Published online by Cambridge University Press: 05 December 2015
A conception of justice is stable when members of a society adhere to it over time, so that their basic institutions remain in conformity with its principles of justice. Since Rawls argued that justice as fairness “generates its own supportive moral attitudes” (TJ, p. 350), his conception of justice would be self-stabilizing. He seems to suggest at one point that the part of his conception that would do the self-stabilizing is his principles of justice (TJ, p. 119). In this chapter, I shall argue that it is illuminating to think of stability as effected, not by Rawls's principles, but by the agreement upon them. More precisely, it is illuminating to read Rawls as arguing that justice as fairness would stabilize itself because the agreement reached in the original position is a special kind of what is sometimes called a “self-enforcing agreement.”
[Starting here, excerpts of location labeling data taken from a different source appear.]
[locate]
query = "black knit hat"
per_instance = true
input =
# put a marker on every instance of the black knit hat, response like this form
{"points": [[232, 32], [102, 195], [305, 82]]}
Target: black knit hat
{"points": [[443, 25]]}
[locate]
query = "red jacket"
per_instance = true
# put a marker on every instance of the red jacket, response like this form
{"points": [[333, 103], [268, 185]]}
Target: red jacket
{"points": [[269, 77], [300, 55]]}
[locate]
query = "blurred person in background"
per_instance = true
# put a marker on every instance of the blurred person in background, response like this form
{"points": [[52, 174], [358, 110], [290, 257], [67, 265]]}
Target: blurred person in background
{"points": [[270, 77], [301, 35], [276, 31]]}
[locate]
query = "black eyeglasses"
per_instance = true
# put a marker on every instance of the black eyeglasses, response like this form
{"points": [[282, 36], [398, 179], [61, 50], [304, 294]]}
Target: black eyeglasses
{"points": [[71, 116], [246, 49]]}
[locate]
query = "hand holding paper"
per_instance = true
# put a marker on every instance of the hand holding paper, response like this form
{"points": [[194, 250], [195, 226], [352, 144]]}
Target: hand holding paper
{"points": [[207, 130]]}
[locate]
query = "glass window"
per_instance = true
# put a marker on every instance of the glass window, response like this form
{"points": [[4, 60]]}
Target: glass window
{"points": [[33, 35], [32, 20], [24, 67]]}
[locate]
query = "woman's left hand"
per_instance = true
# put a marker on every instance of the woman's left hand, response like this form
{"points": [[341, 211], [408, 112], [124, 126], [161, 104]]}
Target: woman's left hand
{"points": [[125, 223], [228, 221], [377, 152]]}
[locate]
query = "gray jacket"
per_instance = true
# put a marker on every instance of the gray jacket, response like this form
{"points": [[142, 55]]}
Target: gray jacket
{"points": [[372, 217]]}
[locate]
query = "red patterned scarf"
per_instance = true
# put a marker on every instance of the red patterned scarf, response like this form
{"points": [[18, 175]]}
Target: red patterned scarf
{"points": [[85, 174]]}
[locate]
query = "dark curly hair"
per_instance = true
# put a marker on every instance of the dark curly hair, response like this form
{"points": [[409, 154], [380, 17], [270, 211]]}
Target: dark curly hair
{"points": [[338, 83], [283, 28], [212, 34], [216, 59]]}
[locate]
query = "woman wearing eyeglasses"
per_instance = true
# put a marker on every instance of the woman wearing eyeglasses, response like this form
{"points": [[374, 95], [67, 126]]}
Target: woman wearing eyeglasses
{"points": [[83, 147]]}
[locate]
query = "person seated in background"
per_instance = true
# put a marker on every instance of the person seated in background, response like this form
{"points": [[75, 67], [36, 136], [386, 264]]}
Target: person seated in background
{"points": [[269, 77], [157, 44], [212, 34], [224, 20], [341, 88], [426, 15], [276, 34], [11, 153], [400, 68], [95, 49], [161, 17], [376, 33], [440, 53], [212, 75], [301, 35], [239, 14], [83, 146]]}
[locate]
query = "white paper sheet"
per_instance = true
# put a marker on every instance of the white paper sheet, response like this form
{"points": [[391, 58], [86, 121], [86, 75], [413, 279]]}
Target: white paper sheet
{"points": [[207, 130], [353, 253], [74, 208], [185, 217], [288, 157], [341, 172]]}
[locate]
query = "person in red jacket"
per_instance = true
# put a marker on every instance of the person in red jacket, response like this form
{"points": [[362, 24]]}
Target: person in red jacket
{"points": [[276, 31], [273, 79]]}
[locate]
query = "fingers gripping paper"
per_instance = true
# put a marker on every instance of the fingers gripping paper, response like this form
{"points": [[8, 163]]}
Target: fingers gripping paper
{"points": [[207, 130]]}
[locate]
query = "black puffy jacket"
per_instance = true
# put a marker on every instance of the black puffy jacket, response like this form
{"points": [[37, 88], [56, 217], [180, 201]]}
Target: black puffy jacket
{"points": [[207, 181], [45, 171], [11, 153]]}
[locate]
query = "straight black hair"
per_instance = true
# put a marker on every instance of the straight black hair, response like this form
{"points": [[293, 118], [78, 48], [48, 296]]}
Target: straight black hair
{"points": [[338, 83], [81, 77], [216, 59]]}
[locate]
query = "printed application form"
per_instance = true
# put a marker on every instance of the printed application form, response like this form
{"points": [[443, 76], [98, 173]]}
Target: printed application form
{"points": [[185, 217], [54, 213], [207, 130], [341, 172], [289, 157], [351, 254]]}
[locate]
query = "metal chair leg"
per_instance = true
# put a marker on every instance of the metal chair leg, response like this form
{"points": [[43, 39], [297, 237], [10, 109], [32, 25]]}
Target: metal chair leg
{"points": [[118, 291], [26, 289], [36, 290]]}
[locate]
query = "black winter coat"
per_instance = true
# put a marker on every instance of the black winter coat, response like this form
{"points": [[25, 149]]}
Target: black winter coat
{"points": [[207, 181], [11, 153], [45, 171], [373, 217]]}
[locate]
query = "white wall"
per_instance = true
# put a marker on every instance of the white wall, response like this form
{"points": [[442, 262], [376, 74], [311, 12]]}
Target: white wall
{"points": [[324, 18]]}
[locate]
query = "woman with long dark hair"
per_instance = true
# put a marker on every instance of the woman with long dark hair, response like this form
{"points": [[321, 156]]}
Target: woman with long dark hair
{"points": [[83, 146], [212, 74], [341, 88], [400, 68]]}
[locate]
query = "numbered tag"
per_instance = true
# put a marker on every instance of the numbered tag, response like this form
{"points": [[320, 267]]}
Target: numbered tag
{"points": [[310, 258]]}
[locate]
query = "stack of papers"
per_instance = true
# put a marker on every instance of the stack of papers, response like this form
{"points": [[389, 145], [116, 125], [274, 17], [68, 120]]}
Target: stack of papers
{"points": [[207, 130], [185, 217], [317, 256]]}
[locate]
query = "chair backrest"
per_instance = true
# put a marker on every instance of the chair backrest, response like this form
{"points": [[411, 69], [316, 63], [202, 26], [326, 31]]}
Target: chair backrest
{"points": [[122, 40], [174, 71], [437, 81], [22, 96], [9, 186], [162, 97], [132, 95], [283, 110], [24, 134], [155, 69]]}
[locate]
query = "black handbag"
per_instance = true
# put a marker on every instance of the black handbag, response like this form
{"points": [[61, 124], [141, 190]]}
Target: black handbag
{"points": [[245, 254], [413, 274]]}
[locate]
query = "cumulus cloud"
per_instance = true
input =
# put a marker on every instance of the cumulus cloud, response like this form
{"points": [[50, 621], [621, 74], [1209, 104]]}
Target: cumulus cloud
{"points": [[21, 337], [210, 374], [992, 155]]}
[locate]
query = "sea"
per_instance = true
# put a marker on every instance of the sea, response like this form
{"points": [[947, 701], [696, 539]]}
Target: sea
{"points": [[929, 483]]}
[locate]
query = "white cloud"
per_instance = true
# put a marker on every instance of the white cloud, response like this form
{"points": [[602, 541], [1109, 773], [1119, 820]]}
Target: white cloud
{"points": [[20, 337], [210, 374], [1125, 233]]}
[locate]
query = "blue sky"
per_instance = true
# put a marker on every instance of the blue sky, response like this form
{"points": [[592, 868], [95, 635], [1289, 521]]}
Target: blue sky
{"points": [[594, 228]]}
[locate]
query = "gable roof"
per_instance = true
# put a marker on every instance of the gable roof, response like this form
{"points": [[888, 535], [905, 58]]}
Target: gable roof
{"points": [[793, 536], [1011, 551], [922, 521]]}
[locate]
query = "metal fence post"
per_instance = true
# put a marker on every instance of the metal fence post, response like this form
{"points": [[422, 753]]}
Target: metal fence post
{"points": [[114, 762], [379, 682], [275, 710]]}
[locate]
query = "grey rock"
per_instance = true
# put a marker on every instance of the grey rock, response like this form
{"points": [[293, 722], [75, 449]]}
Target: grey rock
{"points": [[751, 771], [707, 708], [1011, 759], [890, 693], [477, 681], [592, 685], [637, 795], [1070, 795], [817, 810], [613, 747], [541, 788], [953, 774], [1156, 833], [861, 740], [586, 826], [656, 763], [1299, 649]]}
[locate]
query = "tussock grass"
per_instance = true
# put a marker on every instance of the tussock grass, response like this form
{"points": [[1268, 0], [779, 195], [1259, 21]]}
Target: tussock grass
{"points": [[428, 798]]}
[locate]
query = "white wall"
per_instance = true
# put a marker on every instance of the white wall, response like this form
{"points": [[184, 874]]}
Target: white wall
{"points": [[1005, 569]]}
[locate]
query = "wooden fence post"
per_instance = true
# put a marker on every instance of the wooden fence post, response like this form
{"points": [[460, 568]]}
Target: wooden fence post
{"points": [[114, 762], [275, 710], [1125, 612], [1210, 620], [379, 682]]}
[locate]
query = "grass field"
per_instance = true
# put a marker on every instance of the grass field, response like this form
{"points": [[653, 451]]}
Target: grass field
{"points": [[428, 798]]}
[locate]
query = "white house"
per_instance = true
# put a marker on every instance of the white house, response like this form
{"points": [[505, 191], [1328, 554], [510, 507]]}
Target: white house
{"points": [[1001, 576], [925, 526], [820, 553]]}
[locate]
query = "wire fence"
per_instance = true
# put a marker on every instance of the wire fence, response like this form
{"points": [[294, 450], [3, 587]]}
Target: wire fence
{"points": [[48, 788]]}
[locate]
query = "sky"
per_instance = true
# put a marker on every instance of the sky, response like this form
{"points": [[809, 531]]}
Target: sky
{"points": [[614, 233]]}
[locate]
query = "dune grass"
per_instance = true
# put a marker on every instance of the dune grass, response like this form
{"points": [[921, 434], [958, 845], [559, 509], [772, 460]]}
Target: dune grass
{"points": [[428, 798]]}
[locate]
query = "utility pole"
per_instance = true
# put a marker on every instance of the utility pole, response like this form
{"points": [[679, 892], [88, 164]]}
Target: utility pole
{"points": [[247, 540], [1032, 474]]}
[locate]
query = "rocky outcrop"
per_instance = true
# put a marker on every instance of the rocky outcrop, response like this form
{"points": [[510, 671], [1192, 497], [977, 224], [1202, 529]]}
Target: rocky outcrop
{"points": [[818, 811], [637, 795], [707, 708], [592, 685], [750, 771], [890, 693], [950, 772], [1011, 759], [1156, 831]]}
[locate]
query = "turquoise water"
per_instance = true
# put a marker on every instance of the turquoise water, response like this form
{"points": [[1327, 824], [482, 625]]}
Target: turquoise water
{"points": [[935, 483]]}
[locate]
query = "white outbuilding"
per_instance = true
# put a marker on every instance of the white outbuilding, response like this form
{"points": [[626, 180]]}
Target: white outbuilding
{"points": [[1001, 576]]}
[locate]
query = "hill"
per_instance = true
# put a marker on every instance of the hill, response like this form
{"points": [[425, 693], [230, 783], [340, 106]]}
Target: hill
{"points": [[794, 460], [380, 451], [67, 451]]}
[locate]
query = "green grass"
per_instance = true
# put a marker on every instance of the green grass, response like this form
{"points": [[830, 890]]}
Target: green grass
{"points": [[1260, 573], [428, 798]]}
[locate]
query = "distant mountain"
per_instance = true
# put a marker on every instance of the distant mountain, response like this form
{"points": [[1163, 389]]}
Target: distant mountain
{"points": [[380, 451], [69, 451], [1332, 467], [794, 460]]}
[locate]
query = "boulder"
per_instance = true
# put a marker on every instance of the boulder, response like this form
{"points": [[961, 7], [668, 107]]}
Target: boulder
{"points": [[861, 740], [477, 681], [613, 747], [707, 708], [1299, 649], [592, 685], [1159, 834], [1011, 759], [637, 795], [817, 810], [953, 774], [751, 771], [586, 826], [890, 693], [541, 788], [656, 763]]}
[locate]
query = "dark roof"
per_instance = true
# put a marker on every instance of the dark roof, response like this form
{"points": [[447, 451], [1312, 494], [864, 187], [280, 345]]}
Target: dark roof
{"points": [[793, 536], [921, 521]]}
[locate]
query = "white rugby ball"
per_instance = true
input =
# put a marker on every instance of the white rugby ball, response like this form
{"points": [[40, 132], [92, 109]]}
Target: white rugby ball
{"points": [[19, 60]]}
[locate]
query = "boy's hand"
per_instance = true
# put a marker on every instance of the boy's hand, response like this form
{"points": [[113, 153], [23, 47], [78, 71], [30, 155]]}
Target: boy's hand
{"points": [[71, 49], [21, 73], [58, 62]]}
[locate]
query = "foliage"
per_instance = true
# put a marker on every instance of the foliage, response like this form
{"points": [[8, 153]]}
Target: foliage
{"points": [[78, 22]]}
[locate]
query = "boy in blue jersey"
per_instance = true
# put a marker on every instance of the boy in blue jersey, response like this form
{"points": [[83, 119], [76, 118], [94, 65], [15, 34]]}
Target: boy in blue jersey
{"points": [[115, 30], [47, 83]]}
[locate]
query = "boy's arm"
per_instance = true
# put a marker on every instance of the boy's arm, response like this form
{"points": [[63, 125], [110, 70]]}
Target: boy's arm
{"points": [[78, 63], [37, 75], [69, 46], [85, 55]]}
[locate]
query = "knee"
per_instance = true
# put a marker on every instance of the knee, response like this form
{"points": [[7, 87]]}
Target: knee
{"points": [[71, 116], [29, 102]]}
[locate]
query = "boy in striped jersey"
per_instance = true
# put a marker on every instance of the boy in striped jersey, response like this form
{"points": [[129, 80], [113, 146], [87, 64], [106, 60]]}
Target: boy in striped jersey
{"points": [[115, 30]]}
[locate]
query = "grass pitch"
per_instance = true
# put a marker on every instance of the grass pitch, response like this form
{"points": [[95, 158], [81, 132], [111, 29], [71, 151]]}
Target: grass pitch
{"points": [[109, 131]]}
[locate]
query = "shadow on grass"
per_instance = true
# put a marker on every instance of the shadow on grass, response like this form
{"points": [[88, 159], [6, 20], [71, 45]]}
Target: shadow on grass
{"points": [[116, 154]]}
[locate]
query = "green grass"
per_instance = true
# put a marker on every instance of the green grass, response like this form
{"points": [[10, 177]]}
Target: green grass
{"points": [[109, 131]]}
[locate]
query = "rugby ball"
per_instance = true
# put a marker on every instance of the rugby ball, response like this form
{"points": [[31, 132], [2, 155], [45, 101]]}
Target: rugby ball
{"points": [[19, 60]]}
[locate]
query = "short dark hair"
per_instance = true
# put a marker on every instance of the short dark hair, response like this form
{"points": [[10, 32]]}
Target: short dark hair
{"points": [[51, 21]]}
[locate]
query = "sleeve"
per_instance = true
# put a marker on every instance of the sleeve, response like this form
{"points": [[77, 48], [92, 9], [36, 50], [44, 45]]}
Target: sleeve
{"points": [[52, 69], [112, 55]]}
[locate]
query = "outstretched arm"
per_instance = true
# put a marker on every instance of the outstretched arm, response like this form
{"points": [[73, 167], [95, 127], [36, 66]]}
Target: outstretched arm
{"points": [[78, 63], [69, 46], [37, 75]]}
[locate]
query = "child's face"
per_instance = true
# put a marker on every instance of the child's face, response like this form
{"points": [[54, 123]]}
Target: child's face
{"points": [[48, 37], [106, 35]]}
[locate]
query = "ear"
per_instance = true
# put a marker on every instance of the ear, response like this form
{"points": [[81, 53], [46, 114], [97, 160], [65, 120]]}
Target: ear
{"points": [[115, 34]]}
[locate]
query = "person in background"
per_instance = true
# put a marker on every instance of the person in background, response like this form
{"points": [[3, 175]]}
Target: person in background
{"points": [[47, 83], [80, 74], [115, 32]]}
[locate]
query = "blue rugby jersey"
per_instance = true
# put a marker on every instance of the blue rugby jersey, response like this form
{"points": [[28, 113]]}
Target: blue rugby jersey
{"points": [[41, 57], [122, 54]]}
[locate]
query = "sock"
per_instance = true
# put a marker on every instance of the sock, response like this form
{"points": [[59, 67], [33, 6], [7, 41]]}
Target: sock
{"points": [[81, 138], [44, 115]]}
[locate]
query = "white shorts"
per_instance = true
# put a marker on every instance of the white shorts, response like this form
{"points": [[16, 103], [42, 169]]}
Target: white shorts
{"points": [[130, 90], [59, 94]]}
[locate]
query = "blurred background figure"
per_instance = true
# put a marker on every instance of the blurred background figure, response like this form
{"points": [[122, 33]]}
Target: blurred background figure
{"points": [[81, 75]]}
One advantage of this reading, as we shall see in section 11.6, is that it offers a clear and economical way of understanding what it is for a conception to be self-stabilizing. Rawls averred that self-stabilization tells strongly in a conception's favor, but he does not say why (TJ, p. 154). The interpretation offered here suggests an answer to that question. Another advantage, which we shall see in section 11.7, is that it offers a precise understanding of Rawls's transition to political liberalism. Rawls said he made the turn to political liberalism because he came to think that the stability arguments of TJ failed. My reading explains that failure as the failure of the agreement reached in the original position to satisfy two of the conditions of self-enforcement. This reading also helps us understand the account of stability Rawls offered in PL by displaying new conditions of self-enforcement and by showing how the later Rawls could maintain that the agreement reached in the original position satisfied them. Finally, we shall see in section 11.8 that because this reading highlights the importance of the original position in Rawls's treatments of stability, it helps to answer the much-controverted question of whether the original position is essential to Rawls's theory. It does so by identifying a crucial premise in both his accounts of stability that depends upon his reasons for devising it.